When I got involved in the Delaware Teachers’ Institute five years ago, publishing my unit gave me a purpose for writing, along with self-selected topics and an audience.  Being regularly involved in the writing process improved the quality of my writing and my confidence.

Participating in the writing seminar “Reading for Writing: Modeling the Modern Essay” for the Yale National Initiative gave me another new perspective for writing.  Essay writing was something I thought of as a scholastic task, so I easily thought of classroom applications.  But our first readings quickly indicated that essays are a large part of real-world writing that I hadn’t previously considered.  Essays are ever present in magazines, newspapers, journals, guides, blogs, and more.  Somehow, I had managed to erroneously relegate essays to the same category as the “short stories” and “story excerpts” I disliked growing up; I didn’t actually understand the specifics of a “modern essay.” I started reading essays with a new eye but still wondered what makes a “good essay” specifically. 

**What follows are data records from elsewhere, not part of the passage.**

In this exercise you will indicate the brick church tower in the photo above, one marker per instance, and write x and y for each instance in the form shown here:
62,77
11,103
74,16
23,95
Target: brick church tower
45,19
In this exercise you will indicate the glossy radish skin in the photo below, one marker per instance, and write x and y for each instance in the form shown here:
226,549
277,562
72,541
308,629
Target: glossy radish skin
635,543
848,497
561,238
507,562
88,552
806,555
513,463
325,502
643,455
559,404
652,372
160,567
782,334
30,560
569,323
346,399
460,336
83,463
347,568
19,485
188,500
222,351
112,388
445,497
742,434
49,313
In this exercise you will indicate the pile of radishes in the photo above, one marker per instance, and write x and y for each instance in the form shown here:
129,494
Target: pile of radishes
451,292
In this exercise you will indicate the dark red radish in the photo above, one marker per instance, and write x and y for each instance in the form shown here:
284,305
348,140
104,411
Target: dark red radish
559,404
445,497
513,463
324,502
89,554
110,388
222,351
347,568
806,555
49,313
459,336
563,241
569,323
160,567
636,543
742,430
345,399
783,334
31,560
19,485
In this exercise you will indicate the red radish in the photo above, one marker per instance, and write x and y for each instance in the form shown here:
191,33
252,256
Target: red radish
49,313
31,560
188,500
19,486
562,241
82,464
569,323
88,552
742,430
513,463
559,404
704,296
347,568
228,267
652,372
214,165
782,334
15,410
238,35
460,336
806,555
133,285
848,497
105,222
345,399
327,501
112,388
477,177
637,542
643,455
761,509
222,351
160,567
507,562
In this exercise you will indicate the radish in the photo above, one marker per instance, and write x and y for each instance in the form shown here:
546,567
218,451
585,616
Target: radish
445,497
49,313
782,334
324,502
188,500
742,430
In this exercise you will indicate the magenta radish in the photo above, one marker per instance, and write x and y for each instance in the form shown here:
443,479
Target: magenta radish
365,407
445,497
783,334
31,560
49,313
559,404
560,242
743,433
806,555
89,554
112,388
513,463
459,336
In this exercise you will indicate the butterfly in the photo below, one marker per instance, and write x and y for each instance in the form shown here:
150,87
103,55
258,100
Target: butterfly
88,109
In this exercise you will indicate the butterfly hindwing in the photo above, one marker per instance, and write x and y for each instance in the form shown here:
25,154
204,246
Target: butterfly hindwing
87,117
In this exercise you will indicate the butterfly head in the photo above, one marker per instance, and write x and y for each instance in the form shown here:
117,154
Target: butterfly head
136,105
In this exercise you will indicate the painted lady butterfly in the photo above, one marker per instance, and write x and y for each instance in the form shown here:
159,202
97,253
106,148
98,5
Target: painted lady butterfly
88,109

All of this reflection brings me to work on developing a unit at the intersection of the concrete, academic benefits of nonfiction writing and the benefits of creative writing for a purpose and an audience.  It also means selecting effective mentor texts in a variety of genres and academic levels.  By using mentor texts we benefit from the hard work (risk and rigor) those writers have already applied.  I want my students to feel valued for their writing by setting them up for success through exposure to many writing purposes and strong examples in a writing community where they feel safe and challenged.